I live in **** Rapids and my Grandparents house is just outside of Elk River on little twin lake. Yeah I figure he wouldn't be up on any of the new things but have enough knowledge to get us going.


----------



## Jon B (Apr 24, 2013)

Welcome to Beesource. Good luck on your new adventure in beekeeping.


----------



## AmericasBeekeeper (Jan 24, 2010)

Welcome!


----------



## NowThen (Nov 26, 2008)

Welcome to BeeSource!

Your bees should do well on Little Twin. There are several beekeepers within a mile or two of that lake and the bees seem happy!


----------



## mrrhode04 (Feb 25, 2014)

Yeah there is a couple of family friends that keep bees around there, they seem to do good.
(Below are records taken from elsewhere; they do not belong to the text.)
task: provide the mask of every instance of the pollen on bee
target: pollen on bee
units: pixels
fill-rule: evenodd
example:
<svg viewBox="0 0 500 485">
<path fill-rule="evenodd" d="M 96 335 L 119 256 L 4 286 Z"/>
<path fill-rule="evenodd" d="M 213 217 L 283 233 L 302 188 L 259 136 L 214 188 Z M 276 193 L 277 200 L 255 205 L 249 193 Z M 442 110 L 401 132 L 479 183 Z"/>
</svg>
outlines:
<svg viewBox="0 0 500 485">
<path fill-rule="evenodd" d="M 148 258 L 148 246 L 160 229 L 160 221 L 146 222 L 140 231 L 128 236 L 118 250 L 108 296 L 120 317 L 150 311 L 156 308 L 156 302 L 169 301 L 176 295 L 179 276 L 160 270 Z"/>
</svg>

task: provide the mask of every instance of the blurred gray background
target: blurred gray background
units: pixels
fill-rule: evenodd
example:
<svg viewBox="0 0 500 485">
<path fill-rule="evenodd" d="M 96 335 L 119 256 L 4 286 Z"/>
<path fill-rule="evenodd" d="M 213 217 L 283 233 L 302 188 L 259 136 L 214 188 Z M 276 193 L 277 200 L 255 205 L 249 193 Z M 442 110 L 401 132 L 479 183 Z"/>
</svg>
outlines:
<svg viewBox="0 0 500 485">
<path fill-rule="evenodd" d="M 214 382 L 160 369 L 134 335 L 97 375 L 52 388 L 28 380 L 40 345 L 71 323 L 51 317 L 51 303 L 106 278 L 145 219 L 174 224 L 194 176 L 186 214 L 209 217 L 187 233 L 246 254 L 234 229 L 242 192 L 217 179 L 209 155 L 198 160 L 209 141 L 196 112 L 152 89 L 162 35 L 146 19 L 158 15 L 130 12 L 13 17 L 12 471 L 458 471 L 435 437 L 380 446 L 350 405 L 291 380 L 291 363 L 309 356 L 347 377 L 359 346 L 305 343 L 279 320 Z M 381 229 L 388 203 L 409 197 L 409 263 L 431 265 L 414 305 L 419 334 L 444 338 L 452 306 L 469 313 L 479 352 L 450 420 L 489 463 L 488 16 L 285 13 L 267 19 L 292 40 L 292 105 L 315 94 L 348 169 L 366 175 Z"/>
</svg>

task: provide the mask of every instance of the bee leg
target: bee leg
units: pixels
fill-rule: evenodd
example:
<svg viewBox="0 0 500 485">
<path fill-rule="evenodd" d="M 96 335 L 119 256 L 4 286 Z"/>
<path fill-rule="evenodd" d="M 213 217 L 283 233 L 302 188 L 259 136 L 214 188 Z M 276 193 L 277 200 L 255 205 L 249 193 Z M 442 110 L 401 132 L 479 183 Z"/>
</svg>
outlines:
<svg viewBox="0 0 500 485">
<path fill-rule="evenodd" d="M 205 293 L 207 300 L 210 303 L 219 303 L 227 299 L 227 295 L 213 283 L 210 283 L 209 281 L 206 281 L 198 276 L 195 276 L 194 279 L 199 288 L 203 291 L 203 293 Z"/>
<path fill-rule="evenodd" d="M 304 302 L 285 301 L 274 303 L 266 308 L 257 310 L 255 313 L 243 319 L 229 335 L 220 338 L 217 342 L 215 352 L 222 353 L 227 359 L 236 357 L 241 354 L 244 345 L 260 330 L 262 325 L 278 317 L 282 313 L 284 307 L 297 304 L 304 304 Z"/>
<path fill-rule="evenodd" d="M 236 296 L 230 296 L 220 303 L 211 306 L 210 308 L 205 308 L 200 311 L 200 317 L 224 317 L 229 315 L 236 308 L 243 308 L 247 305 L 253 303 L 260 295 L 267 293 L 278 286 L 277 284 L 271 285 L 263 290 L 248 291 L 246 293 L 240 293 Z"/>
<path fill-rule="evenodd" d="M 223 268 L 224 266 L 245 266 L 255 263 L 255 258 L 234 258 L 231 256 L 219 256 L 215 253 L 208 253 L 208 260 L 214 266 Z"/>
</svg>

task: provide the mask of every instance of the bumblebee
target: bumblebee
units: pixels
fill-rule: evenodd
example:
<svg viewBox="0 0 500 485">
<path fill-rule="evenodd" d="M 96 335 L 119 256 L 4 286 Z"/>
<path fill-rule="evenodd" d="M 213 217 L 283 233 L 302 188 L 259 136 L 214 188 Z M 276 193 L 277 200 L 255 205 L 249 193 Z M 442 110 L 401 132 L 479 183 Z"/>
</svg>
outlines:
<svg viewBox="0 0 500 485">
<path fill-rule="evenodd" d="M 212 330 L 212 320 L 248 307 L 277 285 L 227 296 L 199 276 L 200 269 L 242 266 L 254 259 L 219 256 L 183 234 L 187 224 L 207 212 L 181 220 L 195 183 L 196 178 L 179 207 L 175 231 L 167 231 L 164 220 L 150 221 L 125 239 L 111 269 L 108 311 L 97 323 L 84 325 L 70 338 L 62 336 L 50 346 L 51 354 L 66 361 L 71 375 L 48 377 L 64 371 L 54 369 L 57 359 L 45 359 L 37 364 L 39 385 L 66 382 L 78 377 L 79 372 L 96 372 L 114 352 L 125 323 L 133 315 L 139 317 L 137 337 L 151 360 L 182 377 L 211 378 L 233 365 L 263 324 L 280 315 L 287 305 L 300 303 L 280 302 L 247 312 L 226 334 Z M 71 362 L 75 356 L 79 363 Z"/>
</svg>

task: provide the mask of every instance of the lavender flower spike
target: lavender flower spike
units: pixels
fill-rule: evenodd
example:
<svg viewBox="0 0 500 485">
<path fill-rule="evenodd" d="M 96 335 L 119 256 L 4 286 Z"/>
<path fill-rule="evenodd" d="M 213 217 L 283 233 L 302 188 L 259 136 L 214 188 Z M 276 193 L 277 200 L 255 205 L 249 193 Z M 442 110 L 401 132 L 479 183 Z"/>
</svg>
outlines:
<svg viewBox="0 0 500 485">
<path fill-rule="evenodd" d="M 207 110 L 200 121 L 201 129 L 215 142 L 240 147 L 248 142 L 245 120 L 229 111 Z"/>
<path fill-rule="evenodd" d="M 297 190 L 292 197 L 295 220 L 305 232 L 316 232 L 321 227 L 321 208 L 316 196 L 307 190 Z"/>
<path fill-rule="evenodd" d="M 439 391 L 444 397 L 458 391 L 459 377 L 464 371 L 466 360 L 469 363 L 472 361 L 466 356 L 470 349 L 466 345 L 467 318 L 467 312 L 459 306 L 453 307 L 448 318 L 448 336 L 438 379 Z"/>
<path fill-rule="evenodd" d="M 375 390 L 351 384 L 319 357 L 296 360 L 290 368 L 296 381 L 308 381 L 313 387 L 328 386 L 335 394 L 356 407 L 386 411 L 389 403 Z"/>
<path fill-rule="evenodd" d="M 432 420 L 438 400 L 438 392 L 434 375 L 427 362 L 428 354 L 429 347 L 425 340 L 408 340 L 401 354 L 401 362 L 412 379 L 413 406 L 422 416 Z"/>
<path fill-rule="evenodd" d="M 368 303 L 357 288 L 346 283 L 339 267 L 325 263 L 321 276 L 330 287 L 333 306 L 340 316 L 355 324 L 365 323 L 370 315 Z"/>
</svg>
The only problem that I have heard is they are having a hard time wintering their bees.


----------



## NowThen (Nov 26, 2008)

Yup. Overwintering is tough. You'll want to keep an eye out for bear as well. I have several yards just North of there that were wiped out by a sow and two cubs in 2012. I added a solar fencer this past summer and had no issues.


----------



## Teal (Jan 30, 2014)

Sounds awesome! Good luck and welcome!


----------